Des progrès notables ont été réalisés pour améliorer la position des pays africains en matière de cybersécurité. L’île Maurice est souvent citée comme une référence sur le continent en termes de cybercapacité, en raison de son infrastructure juridique et technique, de son agence nationale de cybersécurité (CERT-MU), de ses initiatives nationales de formation et de sensibilisation, et de l’implication des acteurs publics et privés dans ces efforts.
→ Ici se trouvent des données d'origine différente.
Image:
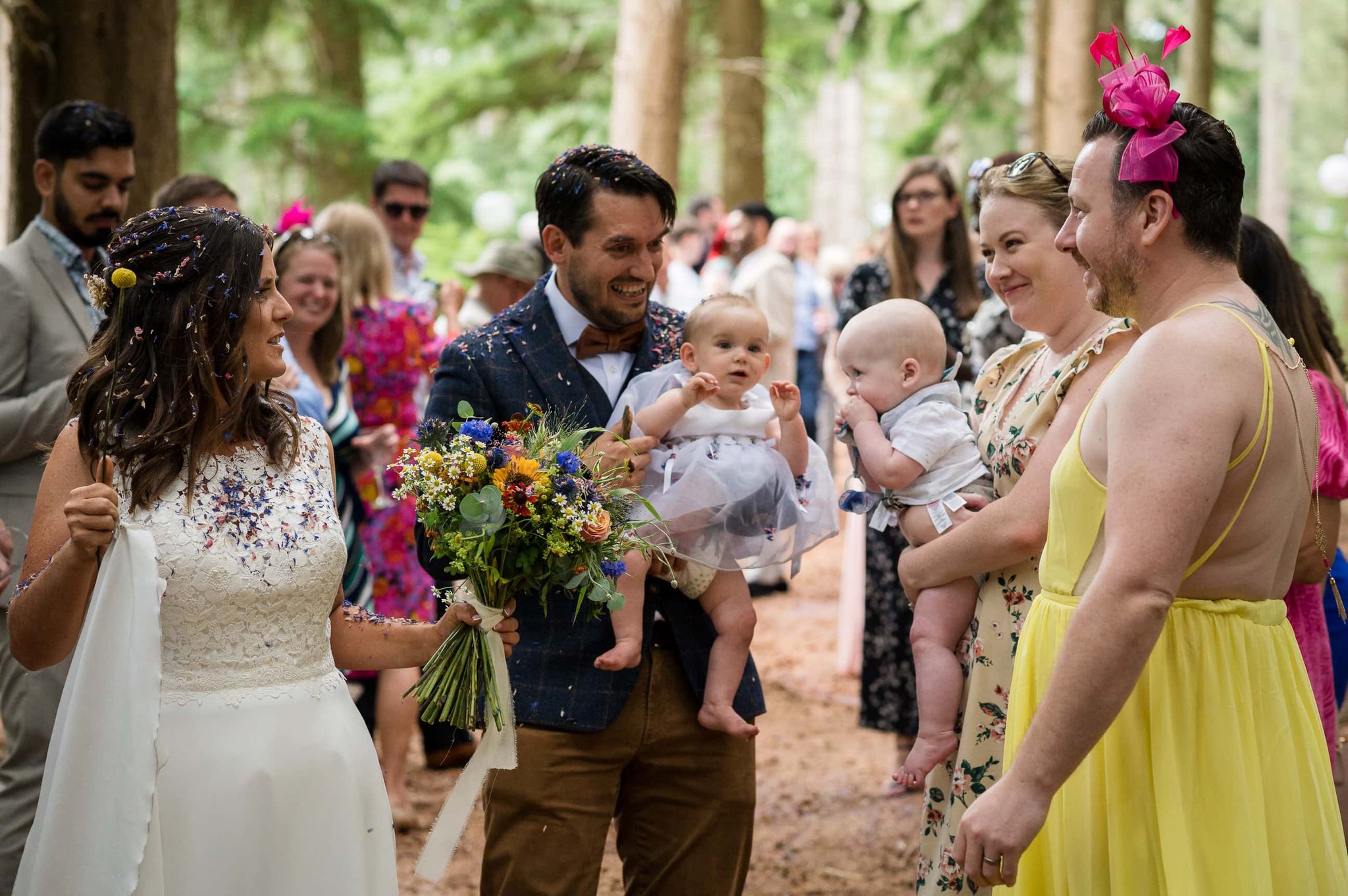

Maurice se classe au premier rang des pays africains et au 14e rang mondial, dans le dernier rapport de l’indice mondial de cybersécurité (ICG) de l’UIT de 2018. Elle a mis en place un comité national de cybersécurité et de cybercriminalité en cas de catastrophe qui comprend les secteurs public et privé et facilite le suivi, le contrôle et la transmission des décisions en cas de cybercrise. Maurice est l’un des huit pays africains à avoir ratifié la Malabo, avec laquelle leur loi sur l’utilisation abusive des ordinateurs et la cybercriminalité est alignée, ainsi que la convention de Budapest sur la cybercriminalité. L’île Maurice a créé un portail centralisé pour signaler les cyberincidents et un centre d’opérations de sécurité pour détecter et surveiller le trafic malveillant en temps réel afin d’améliorer la préparation du pays aux cybermenaces.           

Les États africains, les institutions et la société civile doivent non seulement démontrer leur engagement en faveur de la cybersécurité, mais aussi travailler en étroite collaboration et en partenariat pour atteindre l’objectif commun de protéger les citoyens, les entreprises et les organisations à l’ère numérique. Cela sera impératif pour prévenir des cyberattaques plus dommageables, qui, dans la foulée de la pandémie de COVID-19, pourraient avoir des effets dévastateurs.